En la cena de despedida, surgieron ideas para una próxima cita más ambiciosa: un evento que reúna a productores de Canarias, Madeira, Azores, Sicilia, Córcega, Baleares, Malta, Santorini y Creta, y que permita trazar una auténtica cartografía insular del vino. Un proyecto aún por definir al 100%, que podría convertirse en una de las grandes citas mediterráneas y atlánticas de los próximos años.

A los postres, se dio un tema de debate (amable) entre los comensales: ¿Qué hace distinto a un vino isleño? La pregunta parece sencilla, pero no lo es. Entre las respuestas que surgieron, me quedo con estas:

  1. La escala humana. Las explotaciones suelen ser pequeñas, fragmentadas, familiares. No hay grandes llanuras mecanizadas, sino viñas en terrazas, laderas abruptas y parcelas que requieren manos, no máquinas.
  2. La diversidad geológica. De los suelos calcáreos de Menorca a las arenas marinas de Formentera, de los basaltos canarios a las arcillas sicilianas: no existe un único modelo insular.
  3. El viento y el mar. La salinidad es una marca de identidad. Pero no siempre es sabor: a veces es textura, a veces es tensión, a veces es simplemente un recuerdo.
  4. La conservación varietal. Las islas suelen actuar como santuarios vegetales donde se preservan uvas antiguas desaparecidas en el continente.
  5. La resiliencia. Donde hay isla hay adaptación: al clima, al relieve, a la escasez de agua, al aislamiento logístico.

Saramago, que entendía bien el espíritu de los archipiélagos, escribió que «las islas son cuerpos que el mar ha dejado libres para que soñemos con ellas». Quizá eso explique por qué un vino isleño sabe distinto incluso antes de catarlo: porque llega impregnado de libertad y supervivencia.
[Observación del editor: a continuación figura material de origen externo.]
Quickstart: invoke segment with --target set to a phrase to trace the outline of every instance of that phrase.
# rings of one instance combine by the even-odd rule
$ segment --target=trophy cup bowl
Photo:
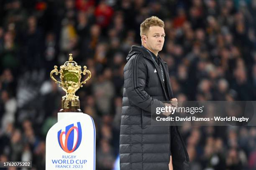
[[[79,97],[75,95],[75,93],[91,78],[91,72],[87,70],[87,67],[85,66],[82,72],[81,66],[77,65],[77,63],[73,60],[72,54],[69,54],[69,61],[66,61],[63,65],[60,66],[59,71],[57,68],[57,66],[54,66],[54,69],[51,72],[50,76],[55,83],[61,87],[66,93],[65,95],[62,96],[62,108],[60,112],[81,112]],[[57,81],[54,77],[53,74],[54,73],[55,75],[60,74],[60,82]],[[88,76],[84,81],[81,82],[82,73],[84,75],[87,74]]]

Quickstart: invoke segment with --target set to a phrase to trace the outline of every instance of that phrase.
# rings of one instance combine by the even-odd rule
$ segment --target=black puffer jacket
[[[189,169],[188,156],[177,127],[151,125],[151,106],[164,107],[161,101],[173,98],[166,63],[160,59],[167,83],[165,89],[160,67],[144,48],[132,46],[127,59],[120,133],[120,170],[168,170],[171,154],[174,170]]]

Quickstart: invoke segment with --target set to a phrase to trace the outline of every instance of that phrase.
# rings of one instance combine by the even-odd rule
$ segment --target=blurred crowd
[[[2,0],[0,161],[45,169],[46,135],[65,95],[49,73],[71,53],[92,72],[77,94],[95,123],[96,169],[113,169],[125,58],[152,15],[165,22],[160,55],[178,101],[256,99],[256,0]],[[192,170],[256,169],[255,127],[180,129]]]

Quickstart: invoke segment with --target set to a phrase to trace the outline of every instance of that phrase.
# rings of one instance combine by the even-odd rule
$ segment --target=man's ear
[[[141,35],[141,41],[144,43],[147,42],[147,36],[146,35]]]

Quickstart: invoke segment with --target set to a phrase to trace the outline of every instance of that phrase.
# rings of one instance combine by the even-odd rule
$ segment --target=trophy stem
[[[82,112],[79,100],[63,100],[60,112]]]

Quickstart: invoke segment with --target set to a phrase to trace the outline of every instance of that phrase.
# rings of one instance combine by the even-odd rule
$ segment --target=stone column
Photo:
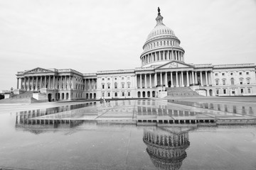
[[[86,84],[86,79],[85,79],[85,84]],[[70,76],[68,86],[69,86],[68,89],[71,89],[71,86],[72,86],[72,84],[71,84],[71,75]]]
[[[163,79],[162,79],[162,73],[160,72],[160,85],[161,86],[162,86],[162,84],[163,84]]]
[[[38,76],[36,76],[36,91],[38,90]]]
[[[50,89],[50,75],[49,75],[48,89]]]
[[[145,74],[145,89],[147,88],[147,84],[146,84],[146,74]]]
[[[210,80],[211,80],[211,85],[213,85],[213,72],[210,72]]]
[[[195,72],[195,79],[196,79],[196,84],[197,84],[198,81],[197,81],[197,73],[196,73],[196,72]]]
[[[46,76],[45,76],[45,86],[44,88],[46,88]]]
[[[206,71],[206,86],[209,86],[209,84],[208,84],[207,71]]]
[[[30,91],[31,89],[30,89],[30,76],[28,76],[28,91]]]
[[[188,71],[186,71],[186,76],[187,76],[187,86],[189,86]]]
[[[55,89],[55,75],[53,75],[53,89]]]
[[[138,84],[137,84],[137,74],[135,74],[134,76],[134,87],[135,89],[137,89],[138,88]]]
[[[142,74],[139,74],[139,88],[142,89]]]
[[[19,78],[17,78],[17,89],[18,89],[18,79]]]
[[[67,90],[67,88],[68,88],[68,86],[67,86],[67,76],[65,76],[65,89],[66,89]]]
[[[157,86],[157,73],[154,74],[154,86],[156,87],[156,86]]]
[[[43,83],[42,79],[43,79],[43,77],[42,77],[42,76],[40,76],[40,89],[42,88],[42,83]]]
[[[166,76],[165,76],[165,85],[166,87],[168,87],[168,82],[167,82],[167,72],[166,72]]]
[[[181,72],[181,86],[184,86],[184,80],[183,76],[183,72]]]
[[[176,72],[176,87],[178,87],[178,72]]]
[[[172,78],[172,72],[171,72],[171,87],[174,87],[174,80]]]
Pero lo más estimulante es que la idea de «vino insular» se está expandiendo más allá del viejo mundo. Pensemos en Nueva Zelanda, cuyas islas Norte y Sur ofrecen algunos de los paisajes vitícolas más puros del planeta; en Tasmania, casi un laboratorio natural para blancos y pinot noirs de clima frío; en Inglaterra, que ya no sorprende a nadie con sus espumosos de clase mundial; o incluso en Long Island, en la Costa Este estadounidense, donde las viñas le disputan el territorio a los hotelitos cuquis de los Hamptons, a pocos pasos del Atlántico.
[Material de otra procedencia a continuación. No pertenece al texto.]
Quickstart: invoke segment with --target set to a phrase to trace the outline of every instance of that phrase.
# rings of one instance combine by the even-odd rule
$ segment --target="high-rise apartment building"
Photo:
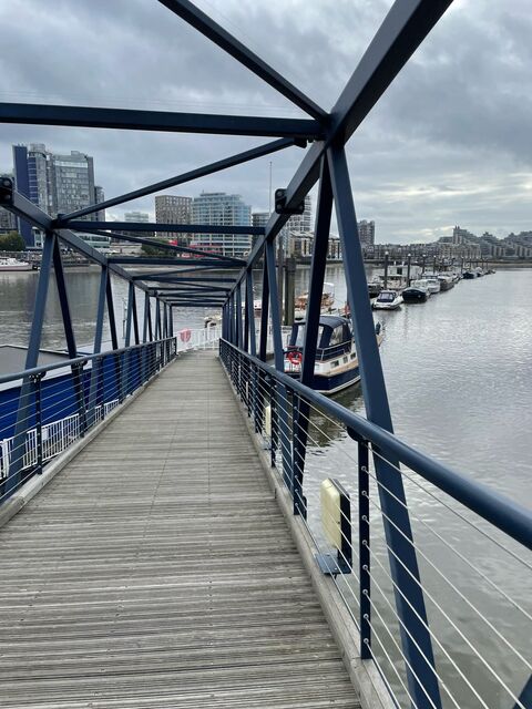
[[[69,214],[94,204],[94,162],[90,155],[72,151],[70,155],[50,155],[52,213]],[[88,215],[85,219],[93,219]]]
[[[269,212],[254,212],[252,214],[252,226],[266,226],[269,222]]]
[[[103,187],[94,185],[94,203],[100,204],[101,202],[105,202],[105,193],[103,192]],[[94,212],[94,217],[96,222],[105,222],[105,209]]]
[[[225,192],[202,192],[192,205],[192,223],[213,226],[250,226],[252,207],[241,195]],[[195,246],[206,251],[242,258],[252,249],[248,234],[196,234]]]
[[[124,212],[124,222],[141,222],[147,224],[150,222],[150,215],[147,212]],[[129,234],[131,236],[142,236],[143,238],[153,238],[155,234],[153,232],[122,232],[122,234]]]
[[[305,197],[305,212],[303,214],[294,214],[287,222],[289,232],[298,232],[300,234],[313,230],[313,201],[310,195]]]
[[[362,219],[358,222],[358,236],[362,246],[375,245],[375,222]]]
[[[155,197],[155,222],[157,224],[191,224],[192,197],[158,195]],[[190,242],[191,235],[183,232],[161,232],[157,236]]]
[[[252,226],[262,226],[266,227],[269,222],[270,214],[269,212],[254,212],[252,214]],[[252,243],[255,246],[255,242],[258,239],[258,236],[254,235],[252,238]]]
[[[17,191],[53,217],[103,202],[102,187],[94,185],[94,161],[79,151],[57,155],[42,143],[13,145],[13,173]],[[103,222],[105,214],[100,210],[81,218]],[[20,220],[19,229],[32,246],[31,226]]]
[[[0,174],[0,179],[2,177],[13,178],[13,175],[9,173]],[[8,212],[3,207],[0,207],[0,234],[9,234],[9,232],[14,232],[17,229],[17,217],[11,212]]]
La cartografía del vino del siglo XXI no sólo va de latitudes y altitudes. Va, también, de insularidades. De comprender territorios rodeados de mar donde el clima se modera, las variedades se transforman y la identidad se preserva casi por defecto.
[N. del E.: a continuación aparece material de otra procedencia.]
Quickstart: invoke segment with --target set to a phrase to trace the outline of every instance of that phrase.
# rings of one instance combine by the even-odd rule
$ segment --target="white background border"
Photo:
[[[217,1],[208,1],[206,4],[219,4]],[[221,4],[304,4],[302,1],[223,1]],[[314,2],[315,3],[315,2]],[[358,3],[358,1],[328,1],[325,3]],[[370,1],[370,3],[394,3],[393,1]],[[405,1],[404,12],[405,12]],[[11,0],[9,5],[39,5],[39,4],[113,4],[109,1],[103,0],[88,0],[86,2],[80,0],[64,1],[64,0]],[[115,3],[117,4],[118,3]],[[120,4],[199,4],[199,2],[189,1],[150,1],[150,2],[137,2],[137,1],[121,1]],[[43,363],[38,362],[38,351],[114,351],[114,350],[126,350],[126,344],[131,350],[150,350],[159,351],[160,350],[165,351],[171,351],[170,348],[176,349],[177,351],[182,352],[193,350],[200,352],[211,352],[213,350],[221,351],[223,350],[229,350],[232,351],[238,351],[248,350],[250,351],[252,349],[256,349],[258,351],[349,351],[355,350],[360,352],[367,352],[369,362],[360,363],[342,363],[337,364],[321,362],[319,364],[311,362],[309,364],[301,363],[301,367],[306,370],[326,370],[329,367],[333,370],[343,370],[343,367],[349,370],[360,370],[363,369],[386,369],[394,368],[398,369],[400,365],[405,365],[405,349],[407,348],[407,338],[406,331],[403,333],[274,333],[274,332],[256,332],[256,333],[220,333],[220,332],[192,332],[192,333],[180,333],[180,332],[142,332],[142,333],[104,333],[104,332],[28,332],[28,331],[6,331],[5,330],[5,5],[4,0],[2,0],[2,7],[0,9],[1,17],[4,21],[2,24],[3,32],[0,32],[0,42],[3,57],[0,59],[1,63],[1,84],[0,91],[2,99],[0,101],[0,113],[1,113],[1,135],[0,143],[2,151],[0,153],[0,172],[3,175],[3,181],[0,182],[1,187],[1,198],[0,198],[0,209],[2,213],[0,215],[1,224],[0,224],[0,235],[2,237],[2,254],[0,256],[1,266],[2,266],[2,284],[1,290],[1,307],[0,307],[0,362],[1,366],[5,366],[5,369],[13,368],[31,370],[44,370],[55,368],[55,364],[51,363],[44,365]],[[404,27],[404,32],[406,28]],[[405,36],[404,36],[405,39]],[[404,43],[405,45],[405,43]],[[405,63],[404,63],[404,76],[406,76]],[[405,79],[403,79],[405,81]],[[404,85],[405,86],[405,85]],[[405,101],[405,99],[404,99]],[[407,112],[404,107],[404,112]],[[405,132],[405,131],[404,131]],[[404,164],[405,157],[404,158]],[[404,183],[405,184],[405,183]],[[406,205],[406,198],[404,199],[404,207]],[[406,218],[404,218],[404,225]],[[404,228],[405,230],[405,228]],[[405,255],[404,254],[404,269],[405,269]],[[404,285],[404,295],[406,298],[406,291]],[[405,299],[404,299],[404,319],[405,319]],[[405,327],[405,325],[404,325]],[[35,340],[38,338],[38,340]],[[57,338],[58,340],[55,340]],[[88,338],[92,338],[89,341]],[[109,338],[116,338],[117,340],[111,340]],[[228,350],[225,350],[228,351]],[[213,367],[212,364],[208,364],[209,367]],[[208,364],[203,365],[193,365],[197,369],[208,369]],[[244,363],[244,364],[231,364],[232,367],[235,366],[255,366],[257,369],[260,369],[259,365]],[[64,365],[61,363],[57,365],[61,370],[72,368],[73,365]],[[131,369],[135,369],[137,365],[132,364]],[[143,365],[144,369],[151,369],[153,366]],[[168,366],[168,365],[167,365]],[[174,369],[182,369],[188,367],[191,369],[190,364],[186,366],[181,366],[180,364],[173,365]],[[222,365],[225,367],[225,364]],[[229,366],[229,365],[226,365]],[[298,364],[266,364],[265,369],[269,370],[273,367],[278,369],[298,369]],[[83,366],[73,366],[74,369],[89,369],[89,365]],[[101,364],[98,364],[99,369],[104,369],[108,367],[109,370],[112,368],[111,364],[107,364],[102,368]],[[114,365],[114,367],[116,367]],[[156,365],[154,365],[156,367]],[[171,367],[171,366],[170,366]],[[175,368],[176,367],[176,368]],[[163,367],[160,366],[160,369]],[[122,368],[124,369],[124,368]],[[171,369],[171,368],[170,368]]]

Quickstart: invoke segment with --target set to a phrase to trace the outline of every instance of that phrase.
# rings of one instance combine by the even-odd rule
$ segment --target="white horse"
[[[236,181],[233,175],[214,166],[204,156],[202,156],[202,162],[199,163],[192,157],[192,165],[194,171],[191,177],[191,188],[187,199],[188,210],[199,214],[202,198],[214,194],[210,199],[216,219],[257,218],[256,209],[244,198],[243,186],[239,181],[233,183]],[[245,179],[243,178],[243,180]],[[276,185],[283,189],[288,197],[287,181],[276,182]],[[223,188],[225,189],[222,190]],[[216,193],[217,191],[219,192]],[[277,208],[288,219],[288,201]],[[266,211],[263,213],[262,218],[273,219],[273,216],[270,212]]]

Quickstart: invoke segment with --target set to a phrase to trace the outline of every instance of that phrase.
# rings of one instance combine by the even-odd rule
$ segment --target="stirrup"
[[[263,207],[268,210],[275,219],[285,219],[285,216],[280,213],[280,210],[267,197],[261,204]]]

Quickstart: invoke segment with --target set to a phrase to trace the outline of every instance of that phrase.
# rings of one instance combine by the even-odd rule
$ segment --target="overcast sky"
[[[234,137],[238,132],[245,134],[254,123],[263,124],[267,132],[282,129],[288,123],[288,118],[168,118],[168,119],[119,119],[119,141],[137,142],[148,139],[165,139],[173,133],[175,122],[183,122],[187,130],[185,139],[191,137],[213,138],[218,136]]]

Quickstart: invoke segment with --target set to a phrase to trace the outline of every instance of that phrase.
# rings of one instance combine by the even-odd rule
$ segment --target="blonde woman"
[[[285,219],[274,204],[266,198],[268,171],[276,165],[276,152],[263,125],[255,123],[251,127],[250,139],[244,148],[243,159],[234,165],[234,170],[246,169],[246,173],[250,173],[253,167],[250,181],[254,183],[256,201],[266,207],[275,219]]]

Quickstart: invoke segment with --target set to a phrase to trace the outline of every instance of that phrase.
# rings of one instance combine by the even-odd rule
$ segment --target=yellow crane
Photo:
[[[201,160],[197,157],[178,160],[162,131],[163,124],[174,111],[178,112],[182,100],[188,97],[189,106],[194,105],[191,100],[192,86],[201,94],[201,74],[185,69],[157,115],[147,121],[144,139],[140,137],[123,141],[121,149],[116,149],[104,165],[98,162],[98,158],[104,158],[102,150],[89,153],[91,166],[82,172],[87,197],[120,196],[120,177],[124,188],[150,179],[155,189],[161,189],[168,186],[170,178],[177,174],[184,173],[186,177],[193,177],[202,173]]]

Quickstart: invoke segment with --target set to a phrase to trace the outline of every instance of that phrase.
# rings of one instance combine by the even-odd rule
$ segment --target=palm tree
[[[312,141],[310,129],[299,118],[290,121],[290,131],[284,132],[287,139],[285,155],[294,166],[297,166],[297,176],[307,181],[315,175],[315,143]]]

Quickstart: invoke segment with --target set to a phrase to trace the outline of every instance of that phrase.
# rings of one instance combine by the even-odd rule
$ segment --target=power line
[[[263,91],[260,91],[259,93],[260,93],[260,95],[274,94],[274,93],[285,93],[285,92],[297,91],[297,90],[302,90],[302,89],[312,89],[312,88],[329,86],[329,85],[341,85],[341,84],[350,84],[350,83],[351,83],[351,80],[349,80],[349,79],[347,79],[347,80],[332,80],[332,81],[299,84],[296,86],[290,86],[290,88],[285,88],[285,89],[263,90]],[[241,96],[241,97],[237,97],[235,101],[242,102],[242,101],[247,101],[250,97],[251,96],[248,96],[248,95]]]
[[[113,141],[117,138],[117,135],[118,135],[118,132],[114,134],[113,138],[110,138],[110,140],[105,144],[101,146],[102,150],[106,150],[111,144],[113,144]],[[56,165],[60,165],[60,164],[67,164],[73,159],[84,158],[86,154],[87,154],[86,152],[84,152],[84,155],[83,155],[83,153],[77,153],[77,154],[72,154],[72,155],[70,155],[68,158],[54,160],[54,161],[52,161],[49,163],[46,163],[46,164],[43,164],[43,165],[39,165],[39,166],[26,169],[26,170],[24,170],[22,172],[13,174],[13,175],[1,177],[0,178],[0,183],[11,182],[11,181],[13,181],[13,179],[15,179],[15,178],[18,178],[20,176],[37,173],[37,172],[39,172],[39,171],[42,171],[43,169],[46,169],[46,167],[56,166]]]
Volvemos al principio. A esa sensación de viaje íntimo que proporciona un vino isleño. Uno descorcha, sirve, huele, prueba… y de pronto se ha teletransportado a otro lugar. El vino isleño no promete exotismo: promete verdad. Y si hoy despierta tanto interés es porque las islas siguen siendo, pese a la globalización, un refugio emocional: lugares donde el tiempo tiene otra cadencia, donde la memoria vegetal es más antigua, donde la identidad se cultiva, no se fabrica. Por eso, cuando dentro de unos meses se ponga en marcha ese futuro encuentro internacional de vinos insulares más ambicioso y coral, quizá podamos finalizar la jornada brindando por algo más que una moda. Por un modo de entender el mundo: pequeño, resistente y luminoso como un faro. Y así, con una copa en la mano, el viaje empezará otra vez.